Jonathan Leverkühn’s fine old-German head was always a joy to my eyes; but they rested with no less delight on his wife’s figure, so altogether pleasant it was, so individual and well proportioned. She was born near Apolda, and her type was that brunette one which is sometimes found among us, even in regions where there is no definite ground to suspect Roman blood. The darkness of her colouring, the black hair, the black eyes with their quiet, friendly gaze, might have made me take her for an Italian were it not for a certain sturdiness in the facial structure. It was a rather short oval, this face, with somewhat pointed chin, a not very regular nose, slightly flat and a little tilted, and a tranquil mouth, neither voluptuous nor severe. The hair half covered the ears, and as I grew up it was slowly silvering; it was drawn tightly back, as smooth as glass, and the parting above the brow laid bare the whiteness of the skin beneath. Even so, not always, and so probably unintentionally, some loose strands hung charmingly down in front of the ears. The braid, in our childhood still a massive one, was twined peasant-fashion round the back of the head and on feast-days it might be wound with a gay embroidered ribbon.

City clothes were as little to her liking as to her husband’s: the ladylike did not suit her. On the other hand, the costume of the region, in which we knew her, became her to a marvel: the heavy home-made skirt and a sort of trimmed bodice with a square opening leaving bare the rather short, sturdy neck and the upper part of the breast, where hung a simple gold ornament.

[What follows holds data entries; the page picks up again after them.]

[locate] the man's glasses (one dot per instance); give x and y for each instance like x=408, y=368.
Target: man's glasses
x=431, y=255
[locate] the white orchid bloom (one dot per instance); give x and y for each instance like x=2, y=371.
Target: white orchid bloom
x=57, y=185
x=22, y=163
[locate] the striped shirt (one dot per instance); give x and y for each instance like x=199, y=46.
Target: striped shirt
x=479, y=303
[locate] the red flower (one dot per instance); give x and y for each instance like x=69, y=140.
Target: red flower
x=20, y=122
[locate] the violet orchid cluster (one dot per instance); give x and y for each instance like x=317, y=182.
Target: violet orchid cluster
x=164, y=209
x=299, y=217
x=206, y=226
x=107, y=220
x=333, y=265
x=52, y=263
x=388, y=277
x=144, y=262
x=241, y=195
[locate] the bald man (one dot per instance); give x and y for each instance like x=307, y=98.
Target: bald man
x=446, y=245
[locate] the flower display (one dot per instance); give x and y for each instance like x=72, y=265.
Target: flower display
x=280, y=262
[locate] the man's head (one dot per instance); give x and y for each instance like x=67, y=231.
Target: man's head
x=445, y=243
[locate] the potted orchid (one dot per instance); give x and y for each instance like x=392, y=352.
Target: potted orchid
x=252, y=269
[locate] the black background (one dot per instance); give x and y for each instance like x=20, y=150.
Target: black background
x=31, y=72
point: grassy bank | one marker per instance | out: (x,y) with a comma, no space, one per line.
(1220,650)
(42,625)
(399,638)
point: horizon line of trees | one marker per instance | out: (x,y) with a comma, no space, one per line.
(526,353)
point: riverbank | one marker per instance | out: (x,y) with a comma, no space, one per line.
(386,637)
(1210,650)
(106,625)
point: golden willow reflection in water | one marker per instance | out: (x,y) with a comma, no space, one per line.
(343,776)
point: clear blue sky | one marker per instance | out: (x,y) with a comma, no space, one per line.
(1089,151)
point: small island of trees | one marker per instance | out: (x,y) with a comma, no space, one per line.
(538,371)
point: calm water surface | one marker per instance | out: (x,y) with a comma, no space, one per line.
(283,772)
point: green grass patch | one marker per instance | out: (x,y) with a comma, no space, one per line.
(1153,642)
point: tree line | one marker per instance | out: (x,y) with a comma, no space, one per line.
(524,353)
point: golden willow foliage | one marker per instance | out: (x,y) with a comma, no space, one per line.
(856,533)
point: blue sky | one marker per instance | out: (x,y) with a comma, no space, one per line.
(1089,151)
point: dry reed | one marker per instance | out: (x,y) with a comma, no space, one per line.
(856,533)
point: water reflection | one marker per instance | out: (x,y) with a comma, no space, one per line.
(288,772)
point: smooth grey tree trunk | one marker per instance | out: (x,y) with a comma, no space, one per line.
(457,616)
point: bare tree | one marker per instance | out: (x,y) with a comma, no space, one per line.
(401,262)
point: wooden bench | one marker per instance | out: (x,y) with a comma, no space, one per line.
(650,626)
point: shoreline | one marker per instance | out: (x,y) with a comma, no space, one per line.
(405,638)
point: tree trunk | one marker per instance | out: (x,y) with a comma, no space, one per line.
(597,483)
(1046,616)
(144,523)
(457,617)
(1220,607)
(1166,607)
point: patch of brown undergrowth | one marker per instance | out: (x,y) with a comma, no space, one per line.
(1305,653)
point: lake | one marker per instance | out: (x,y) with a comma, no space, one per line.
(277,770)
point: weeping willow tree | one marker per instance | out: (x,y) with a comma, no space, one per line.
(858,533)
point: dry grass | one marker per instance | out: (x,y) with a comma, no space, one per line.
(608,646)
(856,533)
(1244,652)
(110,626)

The capable brown hands with the wedding ring on the right one were neither coarse nor fastidiously cared for; they had, I would say, something so humanly right and responsible about them that one enjoyed the sight of them, as well as the shapely feet, which stepped out firmly, neither too large nor too small, in the easy, low-heeled shoes and the green or grey woollen stockings which spanned the neat ankles. All this was pleasant indeed. But the finest thing about her was her voice, in register a warm mezzo-soprano, and in speaking, though with a slight Thuringian inflexion, quite extraordinarily winning. I do not say flattering, because the word seems to imply intention. The vocal charm was due to an inherently musical temperament, which, however, remained latent, for Elsbeth never troubled about music, never so to speak “professed” it. She might quite casually strum a few chords on the old guitar that decorated the living-room wall; she might hum this or that snatch of song. But she never committed herself, never actually sang, although I would wager that there was excellent raw material there.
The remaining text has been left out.